We both sensed movement on the high ridge and our heads turned in unison. In a narrow path the huge white pines bent, doubling over and swaying back and forth even though all the trees around them remained motionless. Thoughts of King Kong and Godzilla crossed my mind as we waited astonished at what we were witnessing. Now the Windigo coursed across the water, a waterspout 50 feet high and 20 feet wide headed directly towards us! Should we paddle hard and try to get out of the way? It seemed like a futile exercise in the face of the power and force we were seeing. We sat mesmerized as the funnel traveled across the water, for at least a hundred yards, towards us and then effortlessly circled and glided back the way it had come, bending the pines as they swayed, as if waving a verdant goodbye as it traveled back up and disappeared over the top of the ridge. This was a holy moment, and this became a holy place.

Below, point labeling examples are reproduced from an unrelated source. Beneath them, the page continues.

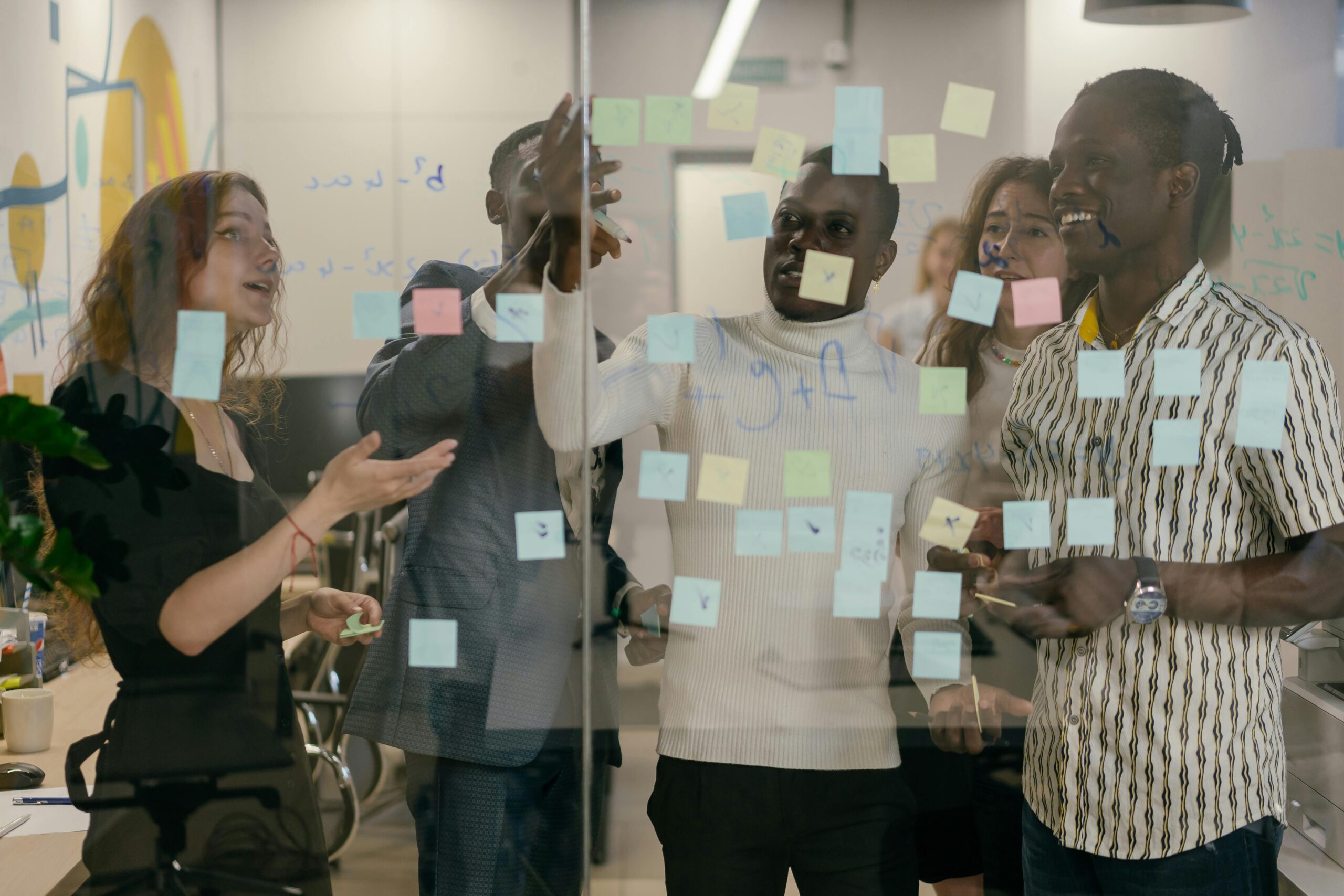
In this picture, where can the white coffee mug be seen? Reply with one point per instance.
(29, 714)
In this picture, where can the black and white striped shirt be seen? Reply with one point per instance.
(1150, 741)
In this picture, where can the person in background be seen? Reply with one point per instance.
(190, 544)
(494, 746)
(1012, 237)
(905, 321)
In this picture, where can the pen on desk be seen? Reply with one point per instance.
(14, 824)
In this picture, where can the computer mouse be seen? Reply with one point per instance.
(19, 775)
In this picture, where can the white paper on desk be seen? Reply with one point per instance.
(46, 820)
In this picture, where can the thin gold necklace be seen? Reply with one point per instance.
(224, 431)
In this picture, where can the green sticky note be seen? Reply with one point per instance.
(942, 390)
(667, 120)
(807, 475)
(616, 121)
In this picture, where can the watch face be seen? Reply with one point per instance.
(1147, 606)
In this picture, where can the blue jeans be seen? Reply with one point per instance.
(1244, 863)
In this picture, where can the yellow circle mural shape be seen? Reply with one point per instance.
(145, 61)
(27, 227)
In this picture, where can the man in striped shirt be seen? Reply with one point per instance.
(1170, 421)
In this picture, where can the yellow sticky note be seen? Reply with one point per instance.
(722, 479)
(826, 277)
(807, 475)
(911, 159)
(779, 152)
(30, 386)
(948, 524)
(734, 108)
(942, 390)
(967, 109)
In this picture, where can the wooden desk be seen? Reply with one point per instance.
(49, 864)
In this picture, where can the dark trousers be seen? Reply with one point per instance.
(486, 830)
(1244, 863)
(738, 830)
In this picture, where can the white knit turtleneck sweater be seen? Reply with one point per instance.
(779, 681)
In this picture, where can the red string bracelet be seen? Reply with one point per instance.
(293, 555)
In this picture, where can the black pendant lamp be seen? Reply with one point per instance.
(1164, 13)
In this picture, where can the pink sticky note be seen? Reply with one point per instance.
(1035, 301)
(438, 312)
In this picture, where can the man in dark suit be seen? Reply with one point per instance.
(494, 742)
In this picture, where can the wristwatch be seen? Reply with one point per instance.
(1148, 599)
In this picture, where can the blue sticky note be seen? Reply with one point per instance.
(671, 339)
(857, 596)
(663, 476)
(937, 596)
(937, 655)
(1092, 522)
(1175, 442)
(433, 644)
(1264, 402)
(812, 530)
(1026, 524)
(760, 534)
(695, 602)
(748, 215)
(1177, 371)
(541, 535)
(975, 297)
(519, 318)
(1101, 374)
(855, 151)
(378, 316)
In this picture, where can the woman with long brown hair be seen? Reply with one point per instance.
(190, 543)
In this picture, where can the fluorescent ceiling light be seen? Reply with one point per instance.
(723, 51)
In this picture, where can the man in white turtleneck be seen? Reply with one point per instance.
(779, 743)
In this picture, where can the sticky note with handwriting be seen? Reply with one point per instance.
(942, 390)
(734, 108)
(663, 476)
(1101, 373)
(200, 358)
(812, 530)
(1263, 405)
(667, 120)
(937, 596)
(437, 311)
(807, 475)
(1177, 371)
(937, 655)
(760, 534)
(723, 480)
(671, 339)
(975, 297)
(1037, 301)
(826, 277)
(616, 121)
(911, 159)
(748, 215)
(377, 316)
(1175, 442)
(519, 318)
(1026, 524)
(695, 602)
(855, 597)
(948, 524)
(866, 541)
(541, 535)
(1090, 522)
(779, 152)
(965, 109)
(433, 644)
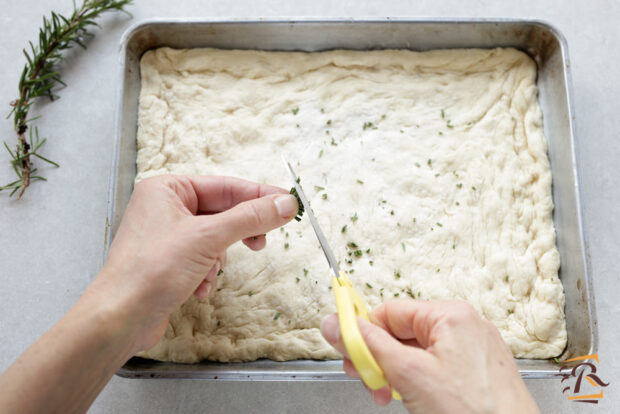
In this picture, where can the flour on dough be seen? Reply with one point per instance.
(435, 162)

Sometimes we come upon holy places in our lives and travels and they are big, magnificent, transformative places that are so overwhelming there can be no doubt about them and sometimes we can find holy places in the minute and mundane experiences of our daily lives. Sometimes the experience is unexpected and unrealized until it’s over and we are so startled that we don’t react until we have had time for reflection.

A few years ago Rebecca and I attended a Christmas party in Mazatlán for the children living in an orphanage. The kids were dancing with anticipation their faces bright and beaming with excitement because Santa would be arriving with the one present they would receive that year! At the conclusion of the party the piñata was hung and the blindfolded children all took a turn whacking away until it burst and the candy spilled out onto the floor and a mad scramble to gather up the treasure took place. Every child picked up a few pieces of candy, clutching the rare, sugary treats with delight. A young boy, about 10 years old approached me. He opened his hands, he had 3 pieces of candy. He held out one of those precious pieces towards me, “Feliz Navidad,” he said. Tears formed in my eyes, this little boy who had so little, chose to share with me who had so much. This was a holy moment and a holy place.

What a lesson he taught me. What holiness he showed me.   Sometimes we are in the holy, sometimes we are transformed by the holy, sometimes we can be the holy. The holy exists in, around and through us. This Christmas season let us strive to Be the holy!